Sono passati due anni dal tragico 6 aprile 2009 quando la terra tremando violentemente per una manciata di secondi ha seminato qui a l’Aquila pianto e morte, distruzione e smarrimento. Solo una manciata di secondi e sembrava un’eternità in quella notte tra la domenica delle palme e il lunedì santo! Ripensando al nostro terremoto viene naturale chiedersi: e che sarebbe successo se il sisma fosse stato violento come quello in Giappone e fosse durato, come laggiù, quasi 7 minuti?
Meglio non pensarci. Anzi no, occorre pensarci per renderci conto della fragilità della nostra esistenza, per toccare con mano l’incertezza delle nostre sicurezze e per saper apprezzare il valore del tempo che ci viene dato come pure per riconoscere umilmente l’importanza di tutto ciò che abbiamo e che in un istante può tutto finire. Sotto le macerie e per sempre. A due anni da quel giorno triste, le ferite nei familiari delle vittime restano aperte e doloranti. Le macerie stentano ad essere rimosse del tutto e gli edifici lesionati e “imbracati” da impalcature di sicurezza, specie nel centro storico, stanno ad aspettare che la vita riprenda. Che la ricostruzione diventi realtà condivisa. Si vorrebbe voltare pagina, ma ancora è faticoso poterlo fare. Eppure dobbiamo non fermarci. La speranza ci trascina verso il futuro e chiede a tutti di rimboccarsi le maniche per la ricostruzione della città. Ricostruzione materiale certamente, ma non solo. Ricostruzione soprattutto umana e sociale, spirituale e religiosa.
Come sarà l’Aquila dei prossimi decenni? La domanda è legittima e forse è quella giusta da porsi in questo secondo anniversario del sisma, che per volere dei familiari delle vittime si svolge in un clima di sobria e sentita partecipazione popolare. Il terremoto ha segnato l’inizio di una nuova era della nostra storia aquilana. E da quel giorno sono già passati due anni. L’Aquila andrà morendo un po’ per volta o rinascerà più bella di prima come amiamo ripetere tutti, con un po’ di retorica, in ogni circostanza? Motivi per lasciarsi prendere dallo sconforto ce ne sono tanti: ritardi burocratici, interessi privati che prevalgono sul bene comune, progetti che stentano a diventare operativi, mancanza di coordinamento e scontri tra istituzioni e componenti politiche della città, come la cronaca quotidiana ampiamente registra.

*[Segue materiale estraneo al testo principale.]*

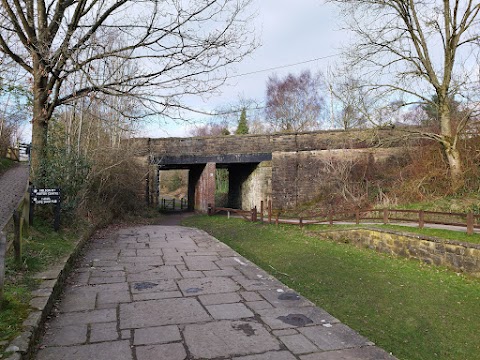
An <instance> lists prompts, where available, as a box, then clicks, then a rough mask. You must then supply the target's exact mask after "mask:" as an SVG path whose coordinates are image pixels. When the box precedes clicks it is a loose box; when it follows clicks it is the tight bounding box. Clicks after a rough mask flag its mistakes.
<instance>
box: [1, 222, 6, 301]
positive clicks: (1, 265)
mask: <svg viewBox="0 0 480 360" xmlns="http://www.w3.org/2000/svg"><path fill="white" fill-rule="evenodd" d="M6 250H7V236H6V235H5V234H4V233H3V231H0V310H1V309H2V302H3V285H4V283H5V252H6Z"/></svg>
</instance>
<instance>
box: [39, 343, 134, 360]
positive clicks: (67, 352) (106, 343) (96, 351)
mask: <svg viewBox="0 0 480 360" xmlns="http://www.w3.org/2000/svg"><path fill="white" fill-rule="evenodd" d="M36 359H37V360H54V359H59V360H60V359H65V360H67V359H68V360H92V359H96V360H100V359H105V360H107V359H115V360H133V356H132V351H131V349H130V342H129V341H125V340H123V341H115V342H105V343H98V344H88V345H75V346H65V347H48V348H44V349H40V350H39V351H38V354H37V357H36Z"/></svg>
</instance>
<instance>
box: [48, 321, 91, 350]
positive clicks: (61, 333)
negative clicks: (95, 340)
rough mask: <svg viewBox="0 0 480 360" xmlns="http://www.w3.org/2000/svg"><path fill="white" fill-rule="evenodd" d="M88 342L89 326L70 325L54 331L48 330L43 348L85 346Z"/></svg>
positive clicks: (62, 327)
mask: <svg viewBox="0 0 480 360" xmlns="http://www.w3.org/2000/svg"><path fill="white" fill-rule="evenodd" d="M86 341H87V325H69V326H64V327H62V328H60V329H55V330H53V331H52V330H48V329H47V331H46V332H45V336H44V337H43V340H42V346H70V345H78V344H84V343H85V342H86Z"/></svg>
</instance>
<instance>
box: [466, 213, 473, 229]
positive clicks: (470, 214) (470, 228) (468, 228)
mask: <svg viewBox="0 0 480 360" xmlns="http://www.w3.org/2000/svg"><path fill="white" fill-rule="evenodd" d="M467 234H468V235H472V234H473V213H472V212H471V211H470V212H469V213H468V214H467Z"/></svg>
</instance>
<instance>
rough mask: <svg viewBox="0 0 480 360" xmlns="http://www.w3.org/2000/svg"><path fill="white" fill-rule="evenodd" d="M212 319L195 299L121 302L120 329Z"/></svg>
mask: <svg viewBox="0 0 480 360" xmlns="http://www.w3.org/2000/svg"><path fill="white" fill-rule="evenodd" d="M208 320H211V317H210V316H209V315H208V314H207V312H206V311H205V310H204V309H203V307H202V306H201V305H200V303H199V302H198V301H197V300H195V299H184V298H181V299H163V300H149V301H141V302H134V303H129V304H120V329H131V328H142V327H154V326H161V325H171V324H188V323H194V322H200V321H208Z"/></svg>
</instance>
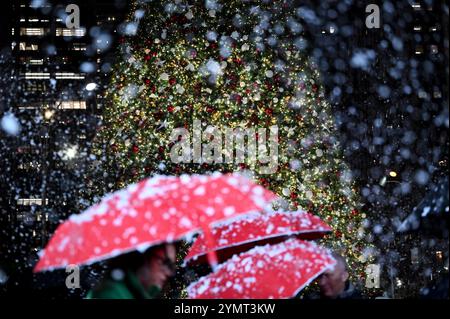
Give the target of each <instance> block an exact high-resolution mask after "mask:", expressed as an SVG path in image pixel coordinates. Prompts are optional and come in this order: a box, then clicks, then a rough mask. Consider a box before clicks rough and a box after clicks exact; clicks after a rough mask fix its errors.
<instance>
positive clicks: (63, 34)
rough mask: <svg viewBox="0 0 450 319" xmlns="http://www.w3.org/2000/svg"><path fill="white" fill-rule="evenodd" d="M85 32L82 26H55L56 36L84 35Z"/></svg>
mask: <svg viewBox="0 0 450 319" xmlns="http://www.w3.org/2000/svg"><path fill="white" fill-rule="evenodd" d="M85 34H86V29H84V28H74V29H68V28H56V36H57V37H61V36H62V37H84V35H85Z"/></svg>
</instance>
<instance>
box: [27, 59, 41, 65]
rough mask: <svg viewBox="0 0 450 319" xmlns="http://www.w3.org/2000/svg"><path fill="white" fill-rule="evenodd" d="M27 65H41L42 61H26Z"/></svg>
mask: <svg viewBox="0 0 450 319" xmlns="http://www.w3.org/2000/svg"><path fill="white" fill-rule="evenodd" d="M28 63H29V64H31V65H43V64H44V59H30V61H28Z"/></svg>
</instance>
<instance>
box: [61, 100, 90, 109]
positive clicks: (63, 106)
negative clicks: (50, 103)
mask: <svg viewBox="0 0 450 319" xmlns="http://www.w3.org/2000/svg"><path fill="white" fill-rule="evenodd" d="M57 105H58V109H66V110H80V109H83V110H84V109H86V101H62V102H60V103H57Z"/></svg>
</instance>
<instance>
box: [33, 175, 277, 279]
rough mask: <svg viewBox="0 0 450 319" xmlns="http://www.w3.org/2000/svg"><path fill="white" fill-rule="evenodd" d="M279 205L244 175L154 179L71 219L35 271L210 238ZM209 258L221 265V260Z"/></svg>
mask: <svg viewBox="0 0 450 319" xmlns="http://www.w3.org/2000/svg"><path fill="white" fill-rule="evenodd" d="M274 199H276V195H275V194H273V193H272V192H270V191H268V190H266V189H264V188H263V187H261V186H259V185H257V184H255V183H253V182H252V181H251V180H249V179H247V178H245V177H243V176H241V175H238V174H219V173H214V174H211V175H192V176H188V175H183V176H180V177H175V176H156V177H153V178H148V179H145V180H142V181H141V182H138V183H136V184H132V185H130V186H128V187H127V188H125V189H123V190H120V191H117V192H115V193H112V194H110V195H108V196H106V197H105V198H104V199H103V200H101V201H100V202H99V203H98V204H96V205H94V206H92V207H90V208H88V209H87V210H86V211H84V212H83V213H81V214H76V215H72V216H70V217H69V219H68V220H67V221H65V222H64V223H63V224H61V225H60V226H59V227H58V228H57V229H56V231H55V233H54V235H53V237H52V238H51V239H50V241H49V243H48V244H47V246H46V247H45V249H44V250H43V251H41V252H40V259H39V262H38V263H37V265H36V266H35V268H34V271H35V272H39V271H43V270H52V269H57V268H64V267H66V266H68V265H70V264H75V265H86V264H92V263H95V262H98V261H101V260H105V259H109V258H113V257H116V256H118V255H121V254H124V253H127V252H130V251H134V250H139V251H145V250H147V249H148V248H149V247H151V246H155V245H159V244H162V243H165V242H173V241H177V240H180V239H183V238H188V237H190V236H192V235H193V234H196V233H200V232H202V231H203V232H206V233H209V227H210V226H213V225H214V223H216V222H219V221H223V220H225V219H230V218H235V217H236V216H239V215H240V214H247V213H251V212H255V211H259V210H262V209H265V208H267V205H269V204H270V202H271V201H273V200H274ZM207 238H209V236H207ZM209 256H210V262H211V264H212V266H214V265H215V264H217V260H216V256H215V254H210V255H209Z"/></svg>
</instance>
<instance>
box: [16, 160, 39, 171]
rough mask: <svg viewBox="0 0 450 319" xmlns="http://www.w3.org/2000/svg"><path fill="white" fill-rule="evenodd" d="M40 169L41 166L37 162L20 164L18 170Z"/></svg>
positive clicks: (31, 162)
mask: <svg viewBox="0 0 450 319" xmlns="http://www.w3.org/2000/svg"><path fill="white" fill-rule="evenodd" d="M40 167H41V164H40V163H39V162H37V161H32V162H27V163H20V164H19V166H18V168H19V169H23V170H29V169H38V168H40Z"/></svg>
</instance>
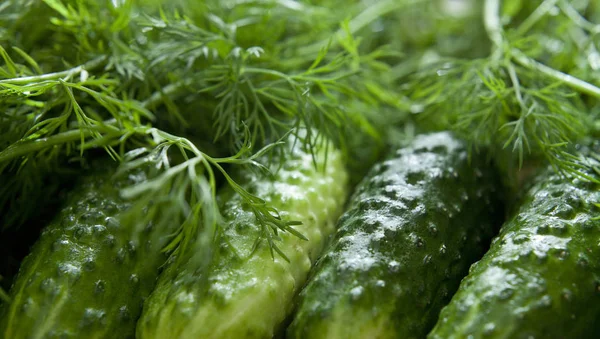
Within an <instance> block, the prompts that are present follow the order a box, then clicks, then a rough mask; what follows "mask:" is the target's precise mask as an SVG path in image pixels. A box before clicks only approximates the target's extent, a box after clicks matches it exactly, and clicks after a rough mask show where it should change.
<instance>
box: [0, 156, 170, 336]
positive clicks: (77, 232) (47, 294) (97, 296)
mask: <svg viewBox="0 0 600 339" xmlns="http://www.w3.org/2000/svg"><path fill="white" fill-rule="evenodd" d="M109 162H110V160H109ZM102 166H104V165H102ZM105 168H106V170H99V171H97V172H98V173H96V174H93V175H89V176H87V177H85V178H82V180H81V182H79V183H78V184H77V185H76V187H75V190H74V191H73V192H72V194H71V195H70V196H69V197H68V198H67V202H66V204H65V206H64V207H63V208H62V210H61V211H60V213H59V214H58V215H57V217H56V218H55V219H54V220H53V221H52V222H51V223H50V224H49V225H47V226H46V227H45V228H44V230H43V232H42V234H41V236H40V238H39V240H38V241H37V243H36V244H35V245H34V246H33V248H32V251H31V253H30V254H29V255H28V256H27V257H26V258H25V260H24V262H23V263H22V265H21V268H20V270H19V274H18V276H17V279H16V281H15V284H14V285H13V287H12V289H11V292H10V296H11V299H12V302H11V303H10V306H9V305H4V306H5V307H4V309H3V311H2V312H1V315H0V337H2V338H11V339H15V338H132V337H133V336H134V333H135V323H136V320H137V318H138V316H139V314H140V312H141V308H142V302H143V299H144V298H145V297H146V296H147V295H148V294H149V293H150V292H151V290H152V288H153V287H154V283H155V281H156V277H157V276H158V268H159V266H160V265H161V264H162V263H163V262H164V260H165V259H166V257H165V255H164V254H163V253H161V251H160V250H161V249H162V247H163V246H164V243H165V240H167V239H168V238H166V237H165V236H164V233H160V232H158V231H157V230H155V229H153V228H152V225H140V224H136V223H121V222H120V221H119V220H120V219H119V216H120V214H121V213H122V212H124V211H125V210H127V209H128V208H129V204H128V203H126V202H124V201H123V200H122V199H121V198H120V197H119V188H120V187H122V186H123V185H125V184H130V183H133V182H139V181H141V180H144V178H145V176H144V175H143V173H139V175H137V174H136V176H133V177H130V178H125V179H122V180H118V181H116V182H115V181H113V180H111V174H112V173H113V172H114V168H112V167H111V166H108V165H107V166H105ZM104 172H106V173H104ZM170 232H172V230H168V231H165V233H167V234H170Z"/></svg>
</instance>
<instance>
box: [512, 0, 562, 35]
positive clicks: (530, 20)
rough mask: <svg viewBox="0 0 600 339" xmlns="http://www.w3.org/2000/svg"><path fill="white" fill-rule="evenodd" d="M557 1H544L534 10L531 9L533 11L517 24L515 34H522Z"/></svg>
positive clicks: (552, 0) (555, 0)
mask: <svg viewBox="0 0 600 339" xmlns="http://www.w3.org/2000/svg"><path fill="white" fill-rule="evenodd" d="M557 2H558V0H546V1H544V2H543V3H542V4H541V5H539V6H538V7H537V8H536V9H535V11H533V13H531V14H530V15H529V16H528V17H527V19H525V20H524V21H523V23H521V25H519V28H517V34H518V35H519V36H522V35H524V34H525V33H527V32H528V31H529V30H530V29H531V28H532V27H533V26H534V25H535V24H536V23H537V22H538V21H539V20H540V19H541V18H543V17H544V15H546V14H547V13H548V12H549V11H550V10H551V9H552V8H553V7H554V6H556V3H557Z"/></svg>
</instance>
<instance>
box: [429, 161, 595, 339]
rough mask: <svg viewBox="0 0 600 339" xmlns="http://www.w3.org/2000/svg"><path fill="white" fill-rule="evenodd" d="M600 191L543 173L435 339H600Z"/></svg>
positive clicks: (502, 233)
mask: <svg viewBox="0 0 600 339" xmlns="http://www.w3.org/2000/svg"><path fill="white" fill-rule="evenodd" d="M590 161H591V160H590ZM599 188H600V185H597V184H594V183H590V182H584V181H581V180H578V179H576V180H574V182H573V183H571V182H569V180H568V179H566V178H564V177H561V176H560V175H558V174H556V173H555V172H554V171H553V170H552V169H551V168H550V169H548V170H547V171H545V172H543V173H541V174H540V175H539V176H538V178H537V180H536V181H535V184H534V185H533V186H532V188H531V189H530V190H529V191H528V192H527V193H526V194H525V195H524V198H523V202H522V204H521V206H520V209H519V210H518V213H516V214H515V215H514V216H513V217H512V219H511V220H510V221H508V222H507V223H506V224H505V225H504V226H503V227H502V230H501V232H500V234H499V236H498V237H497V238H495V239H494V242H493V244H492V246H491V248H490V250H489V251H488V252H487V253H486V254H485V256H484V257H483V259H481V261H479V262H477V263H476V264H474V265H473V266H472V267H471V270H470V273H469V275H468V276H467V277H466V278H465V279H464V281H463V282H462V283H461V286H460V289H459V291H458V292H457V293H456V295H455V296H454V297H453V298H452V301H451V302H450V303H449V304H448V306H446V307H445V308H444V309H443V311H442V313H441V315H440V319H439V321H438V323H437V324H436V326H435V328H434V329H433V331H432V332H431V333H430V335H429V338H444V339H447V338H480V337H485V338H534V339H535V338H598V337H600V323H599V322H598V319H599V318H600V248H599V247H598V246H599V242H600V220H599V219H598V218H597V217H598V215H599V212H600V209H598V207H597V206H596V205H595V203H598V202H600V190H599Z"/></svg>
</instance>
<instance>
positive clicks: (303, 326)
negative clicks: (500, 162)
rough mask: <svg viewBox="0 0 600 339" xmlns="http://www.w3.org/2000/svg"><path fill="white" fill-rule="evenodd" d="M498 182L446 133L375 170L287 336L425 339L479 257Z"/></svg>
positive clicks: (302, 304) (316, 277)
mask: <svg viewBox="0 0 600 339" xmlns="http://www.w3.org/2000/svg"><path fill="white" fill-rule="evenodd" d="M496 183H497V178H496V176H495V172H494V171H493V170H492V168H491V167H490V166H488V165H487V164H485V162H484V161H479V159H476V158H474V159H472V163H470V162H469V159H468V157H467V151H466V147H465V145H464V144H463V143H462V142H461V141H459V140H457V139H455V138H454V137H453V136H452V135H450V134H449V133H446V132H440V133H434V134H428V135H422V136H418V137H417V138H416V139H415V140H413V142H412V143H411V144H410V145H409V146H408V147H405V148H401V149H399V150H398V151H397V152H396V153H394V154H393V155H392V156H391V157H390V158H389V159H388V160H386V161H383V162H382V163H379V164H377V165H376V166H375V167H374V168H373V169H372V170H371V172H370V174H369V175H368V176H367V177H366V178H365V179H364V180H363V181H362V182H361V184H360V185H359V187H358V188H357V190H356V192H355V193H354V195H353V197H352V199H351V201H350V206H349V208H348V210H347V211H346V212H345V213H344V215H343V216H342V218H341V219H340V221H339V229H338V231H337V233H336V234H335V237H334V239H333V242H332V244H331V246H330V247H329V249H328V250H327V251H326V254H325V255H324V256H323V257H322V258H321V259H320V260H319V262H318V263H317V265H316V268H315V273H314V275H313V276H312V278H311V279H310V280H309V283H308V284H307V286H306V287H305V288H304V289H303V291H302V292H301V294H300V301H299V306H298V309H297V312H296V314H295V316H294V319H293V322H292V324H291V325H290V327H289V328H288V331H287V335H288V338H421V337H424V336H425V335H426V334H427V332H428V331H429V330H430V329H431V327H433V324H434V323H435V320H436V319H437V316H438V312H439V311H440V309H441V308H442V306H444V305H445V303H446V302H447V301H448V300H449V299H450V297H451V296H452V294H453V292H454V291H455V290H456V288H457V287H458V284H459V282H460V279H461V278H462V277H463V276H464V275H466V274H467V270H468V268H469V266H470V265H471V263H473V262H474V261H475V260H477V259H479V258H480V256H481V255H483V253H484V250H485V249H486V247H487V246H488V245H489V242H488V241H489V240H491V238H492V236H493V234H494V229H495V223H496V219H495V216H496V215H497V214H498V213H497V212H501V211H500V208H497V198H496V196H497V193H496Z"/></svg>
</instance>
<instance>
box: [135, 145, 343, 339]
mask: <svg viewBox="0 0 600 339" xmlns="http://www.w3.org/2000/svg"><path fill="white" fill-rule="evenodd" d="M288 146H289V147H292V144H289V145H288ZM286 153H288V151H286ZM289 153H290V155H288V158H286V159H285V160H283V166H282V168H280V169H279V171H278V172H276V174H275V177H274V178H272V179H268V178H264V176H260V177H259V176H257V175H256V174H253V173H252V172H250V171H247V172H245V174H244V175H242V176H243V177H244V179H243V180H242V182H245V185H244V187H245V188H246V189H247V190H248V191H250V192H252V193H254V194H257V195H258V196H259V197H261V198H262V199H265V200H266V201H267V202H268V203H269V204H271V206H273V207H275V208H277V209H278V210H279V211H280V212H281V213H282V216H283V217H284V218H286V219H292V220H300V221H302V222H303V224H302V225H300V226H295V228H296V229H297V230H298V231H299V232H301V233H302V234H303V235H304V236H306V238H308V241H306V240H302V239H299V238H297V237H295V236H293V235H290V234H287V233H286V234H281V238H282V239H283V240H282V241H281V242H278V245H279V247H280V248H281V249H282V251H283V252H284V253H285V254H286V256H287V257H288V258H289V260H290V262H286V261H285V260H284V259H283V258H282V257H281V256H279V255H278V254H275V259H273V258H272V257H271V254H270V252H269V249H268V247H267V245H266V244H264V243H262V244H261V245H259V247H258V248H257V250H256V252H254V253H253V254H252V253H251V251H252V247H253V244H254V242H255V240H256V238H257V236H258V234H259V227H258V225H257V222H256V220H255V218H254V216H253V214H252V213H251V212H250V211H249V210H248V207H247V206H244V205H243V204H242V201H241V199H240V197H239V196H238V195H237V194H232V193H231V192H230V191H229V192H227V193H224V195H223V196H222V198H223V201H225V203H224V204H223V206H222V211H223V214H224V230H223V234H222V241H221V243H222V244H223V246H222V248H221V249H220V251H219V254H218V256H217V259H216V262H215V263H214V266H213V267H212V268H211V269H210V270H209V271H208V272H203V270H202V269H199V266H198V262H197V261H195V260H194V258H193V257H192V258H191V259H189V260H187V262H185V263H184V264H182V265H172V266H170V267H169V268H168V269H167V270H166V271H165V272H164V273H163V274H162V275H161V278H160V279H159V283H158V285H157V288H156V289H155V291H154V292H153V293H152V295H151V296H150V298H149V299H148V300H147V302H146V303H145V305H144V312H143V315H142V318H141V319H140V321H139V323H138V332H137V334H138V337H139V338H238V339H239V338H270V337H272V336H273V335H274V332H275V331H276V330H277V329H278V326H281V323H282V322H283V320H284V319H285V317H286V315H288V314H289V313H290V311H291V308H292V300H293V298H294V295H295V294H296V293H297V291H298V290H299V289H300V288H301V287H302V285H303V284H304V282H305V280H306V276H307V275H308V272H309V270H310V268H311V267H312V264H313V263H314V261H315V260H316V258H317V257H318V255H319V253H320V251H321V249H322V247H323V245H324V242H325V240H326V238H327V237H328V235H330V234H331V233H333V231H334V226H335V220H336V219H337V218H338V217H339V215H340V214H341V212H342V208H343V204H344V202H345V200H346V195H347V187H346V186H347V185H346V182H347V177H348V175H347V172H346V170H345V168H344V165H343V163H342V160H341V156H340V154H339V152H338V151H336V150H333V149H331V148H330V149H329V151H328V152H327V155H326V157H327V166H326V168H325V170H324V169H323V165H324V159H325V149H324V147H323V148H322V149H320V150H319V151H318V152H317V154H316V157H315V159H316V162H317V167H318V168H317V169H315V167H314V164H313V158H312V156H311V155H310V154H309V153H308V152H307V151H306V150H304V149H303V147H301V146H300V145H299V142H298V143H296V145H295V147H293V148H291V151H290V152H289ZM273 163H280V162H279V161H278V160H277V159H274V160H273ZM234 250H235V251H236V252H237V253H238V255H239V256H238V255H236V254H235V253H234ZM193 251H194V250H192V252H193Z"/></svg>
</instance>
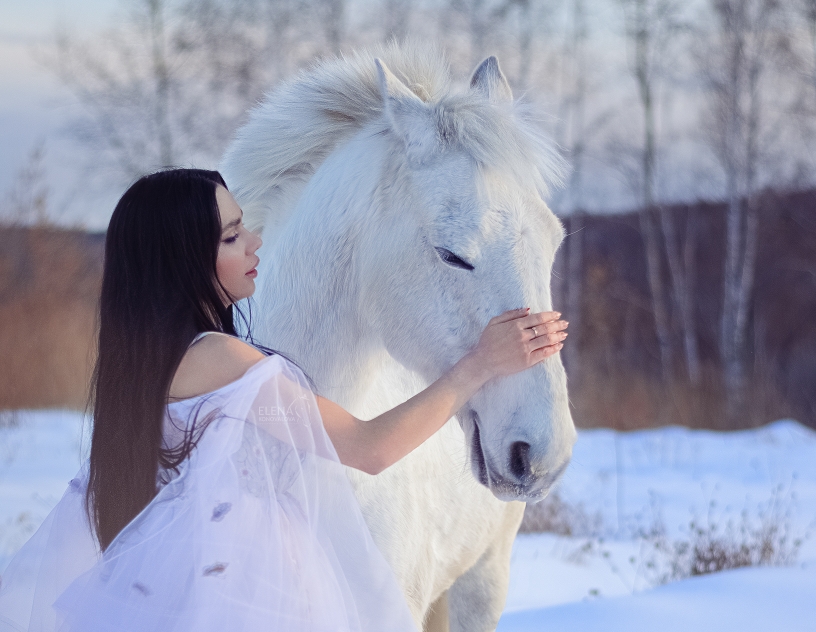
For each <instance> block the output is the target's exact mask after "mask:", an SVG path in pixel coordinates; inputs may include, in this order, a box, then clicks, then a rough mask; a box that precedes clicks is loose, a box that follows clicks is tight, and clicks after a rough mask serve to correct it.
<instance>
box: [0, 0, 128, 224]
mask: <svg viewBox="0 0 816 632" xmlns="http://www.w3.org/2000/svg"><path fill="white" fill-rule="evenodd" d="M119 7H120V3H119V2H118V0H81V1H79V2H76V1H75V2H69V1H67V0H26V1H25V2H20V1H19V0H0V203H4V202H6V201H7V199H8V196H9V195H10V190H11V188H12V187H13V185H14V182H15V178H16V176H17V174H18V173H19V171H20V170H21V169H22V168H23V167H24V166H25V164H26V163H27V161H28V159H29V156H30V155H31V153H32V151H33V150H34V149H35V148H36V147H37V146H40V145H41V146H43V148H44V150H45V169H46V175H47V178H48V183H49V187H50V193H51V195H50V198H51V199H50V201H49V202H50V212H51V217H52V219H53V220H54V221H56V222H57V223H60V224H68V225H72V224H84V225H85V227H87V228H91V229H97V230H101V229H103V228H104V227H105V225H106V222H107V217H106V214H105V213H102V212H100V213H93V212H91V213H89V212H87V211H86V210H84V208H83V207H84V206H85V205H84V204H82V202H81V201H87V197H88V196H86V195H84V192H83V191H82V190H81V189H82V187H81V185H80V184H79V182H78V178H77V174H76V171H75V170H74V169H72V168H71V165H72V162H71V158H72V154H74V153H76V152H77V151H78V148H77V147H76V146H75V145H74V142H73V141H72V140H71V138H70V135H69V134H68V133H67V129H66V127H67V124H68V121H69V120H70V119H71V117H72V114H73V113H74V112H75V108H76V105H75V103H74V100H73V98H72V97H71V95H70V94H69V93H68V92H67V91H66V90H65V89H64V88H63V86H62V85H61V84H60V83H59V81H58V79H57V78H56V77H55V75H54V74H53V73H52V72H51V71H50V70H49V69H48V68H47V67H46V65H45V63H44V62H43V61H42V58H43V56H44V53H45V52H46V51H47V47H48V45H49V43H50V42H51V41H52V40H53V37H54V33H55V31H56V29H57V28H58V27H68V28H71V29H72V30H74V31H76V32H79V33H83V32H92V31H95V30H98V29H100V28H102V27H104V26H105V25H107V24H110V22H111V20H112V19H113V18H114V16H115V15H116V12H117V10H119ZM74 164H75V163H74ZM93 197H94V198H95V197H97V196H93ZM103 197H104V196H103ZM111 210H112V207H111ZM109 214H110V212H109V211H108V213H107V216H109Z"/></svg>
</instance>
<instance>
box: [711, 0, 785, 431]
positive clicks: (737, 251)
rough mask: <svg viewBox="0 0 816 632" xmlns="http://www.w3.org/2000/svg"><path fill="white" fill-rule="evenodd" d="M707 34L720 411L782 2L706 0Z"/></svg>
mask: <svg viewBox="0 0 816 632" xmlns="http://www.w3.org/2000/svg"><path fill="white" fill-rule="evenodd" d="M711 8H712V11H713V15H714V18H715V32H714V33H713V37H712V39H711V40H710V45H709V46H708V47H707V48H706V49H705V50H704V53H703V56H701V65H702V70H703V75H704V77H705V80H706V83H707V87H708V99H709V110H708V126H707V127H708V130H709V132H710V133H709V138H710V142H711V143H712V146H713V149H714V152H715V154H716V156H717V159H718V160H719V162H720V164H721V166H722V169H723V172H724V175H725V186H726V197H727V203H728V208H727V215H726V235H725V253H724V262H723V304H722V315H721V319H720V357H721V361H722V366H723V371H724V379H725V386H726V392H727V404H728V415H729V417H731V418H735V417H737V416H739V415H741V414H742V413H743V412H744V410H743V407H744V401H745V399H744V398H745V391H744V389H745V380H746V348H745V346H746V343H747V339H748V336H747V331H748V325H749V316H750V313H749V312H750V307H751V300H752V295H753V287H754V276H755V266H756V257H757V231H758V222H759V208H758V200H757V189H758V184H759V180H758V172H759V168H760V166H761V162H762V160H763V158H764V157H765V155H766V152H767V147H766V146H764V141H765V138H766V137H764V135H763V131H764V130H765V127H766V126H767V123H768V121H767V116H768V111H767V108H766V104H765V98H767V96H768V88H769V86H768V85H767V82H768V80H769V76H770V75H771V73H772V72H773V71H774V70H775V67H774V62H775V61H776V59H777V52H778V50H779V44H780V39H781V38H783V37H784V28H783V25H782V24H781V19H782V17H783V15H782V6H781V4H780V3H779V2H778V1H777V0H712V2H711Z"/></svg>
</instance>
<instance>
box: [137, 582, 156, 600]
mask: <svg viewBox="0 0 816 632" xmlns="http://www.w3.org/2000/svg"><path fill="white" fill-rule="evenodd" d="M133 588H134V589H135V590H136V591H137V592H139V593H141V594H142V595H144V596H145V597H149V596H150V595H152V594H153V593H152V592H151V591H150V589H149V588H148V587H147V586H145V585H144V584H140V583H139V582H133Z"/></svg>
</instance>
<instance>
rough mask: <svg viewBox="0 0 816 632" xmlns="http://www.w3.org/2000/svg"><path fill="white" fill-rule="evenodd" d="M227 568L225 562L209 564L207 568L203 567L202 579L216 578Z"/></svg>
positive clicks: (220, 562) (226, 564)
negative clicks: (214, 563)
mask: <svg viewBox="0 0 816 632" xmlns="http://www.w3.org/2000/svg"><path fill="white" fill-rule="evenodd" d="M227 566H229V563H227V562H216V563H215V564H210V565H209V566H205V567H204V572H203V573H202V575H203V576H204V577H217V576H218V575H221V574H222V573H223V572H224V571H225V570H227Z"/></svg>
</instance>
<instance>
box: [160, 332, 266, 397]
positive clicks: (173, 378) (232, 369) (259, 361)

Crisi di lavoro e sofferenza di tante famiglie in serie difficoltà; giovani che se ne vanno ed anziani che non si riconoscono più nelle precarie condizioni nelle quali versano. Insomma problemi e preoccupazioni. Se però questi sono motivi per cedere allo scoraggiamento, la speranza è più forte e in questa circostanza, nel ricordo delle vittime, deve prevalere su tutto. Mi sembra di percepire il silenzioso grido che viene dalle 309 vittime del sisma. E’ un invito a lasciare da parte logiche d’interesse personale e beghe di ogni tipo per unire gli sforzi in una sinergia di intenti e di cuori tra tutti coloro che amano veramente questa città. Il modo migliore per commemorare chi è rimasto sotto le macerie è togliere le macerie al più presto e, superando ogni intralcio burocratico, ridare volto di vita alle case. Far circolare la speranza. Ma come? Offrendo ciascuno il proprio contributo sapendo che solo io posso farcela, ma non posso farcela da solo.
Prego per questo in questi giorni, convinto che Iddio toccherà il cuore di tutti noi e il miracolo della speranza diventerà gioia condivisa per una città che riparte e corre verso un futuro migliore per tutti.